凭什么,秦雪海可以让这个男人去触碰?为什么,他愿意去碰她?为什么?
丽妃的手僵硬的停着,眸底骤时再次染上了嫉妒,扭头,她看向男子,眸瞳悲楚,“你真的爱上她了对不对?为什么?”
若非如此,他怎会愿意?
只是丽妃不明白,那个女人到底有什么魔力,可以让实则对女人厌恶到想发吐的他,这般对待。
她很嫉妒,非常嫉妒。
丽妃轻咬嘴唇,眸光多了份阴鸷,楚逸凡静静看她,漠道:“我和你之间,跟她无关!”
“你胡说,明明就是因为那个贱人,明明……”他一说,丽妃几乎是下意识回驳,可当那温润的目光闪过一丝寒光的时候,后面的话,丽妃生生梗在了喉咙间,吞了回去,但这样的他,也更让她肯定,他一定爱上她了。
可是为什么?为什么?她还是不明白,她究竟有什么好?
眼泪再次在丽妃眸底氤氲,她咬了咬唇,上前蹲在了男子面前,凝视着他,丽妃语气愈加凄楚,“逸凡,你应该知道我的心,我只想呆在你身边,我从小就期盼着最后能呆在你身边,我也一直在帮你,你忘了么?我为你所做的!逸凡哥哥,我是丽儿啊!”

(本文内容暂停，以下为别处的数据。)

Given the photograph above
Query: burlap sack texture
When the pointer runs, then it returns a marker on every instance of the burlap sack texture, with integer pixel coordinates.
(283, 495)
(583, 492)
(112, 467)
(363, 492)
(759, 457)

记得儿时,进宫看姐姐,她遇到了他,他是姐姐所带的皇子之一,那时的他比她高半个头,也是好小,他蹲在寂静少人烟的地方,不知道在画什么,而他脸上有淤青,嘴角却诡异的含着浅浅的笑,很专注的样子。
那时,她也像现在这样蹲在他面前,她问他怎么了,他抿唇不答,良久,他才问了她名讳,她也知晓了他的名讳,他看着她,目光很深,蕴含着沉沉的悲伤,他说:我是一个被遗弃的孩子。
这是她第一次见到他的软弱,一个伤痕累累的孩子,可他笑着,自始自终都笑着,即便满心痛苦,也依然在笑,但这份笑落在她心间却是凄凉的。
当初,他都没哭,她听着那话居然酸涩得哭了,内心深处莫名有种好疼惜好疼惜那个男孩的感觉。
而他很温柔的为她擦眼泪,他环住她,握住她的手,他说,丽儿乖,不哭,我教你画一副快乐。
但第二天,不知怎么了,他身上又添加了新的伤痕,但却没人管,没人问,就象他所说他是被遗弃的,她再次酸涩的哭了,而他依然在笑,仿佛天踏下来,也不变的笑颜。
从此,他总是时时有伤,而她总是跟在他身后,寒王说她是他的小跟屁虫,但她就是这么想跟着他,跟着到天荒地老,那时她就发誓要嫁给他,等她长大,她一定不会再让他受伤。
只是,世事无常,姐姐也去逝了,其间还发生了好多事,他的疏远,他的淡漠,也是其一,当长大时,他仿佛离她更遥远了。
最后成为妃子也是一时赌气,她自我觉得他是喜欢她的,所以她要赌一赌,可结果她赌输了,她曾悔不当初,她知道自己做错了,但已无法收场。
不过,她心依旧,这是不变,她愿意,什么都愿意为他做,她真的愿意,不用他说,她也愿意去做。
她只求终点能呆在他的身边,只求如此而已,但他若爱上了一人,以他的性格,他不会要她的。
她害怕,她恐惧,她嫉妒,她不要这样!
回忆在脑海蔓延,丽妃泪如泉涌,再也忍不住内心那浓沉的酸涩。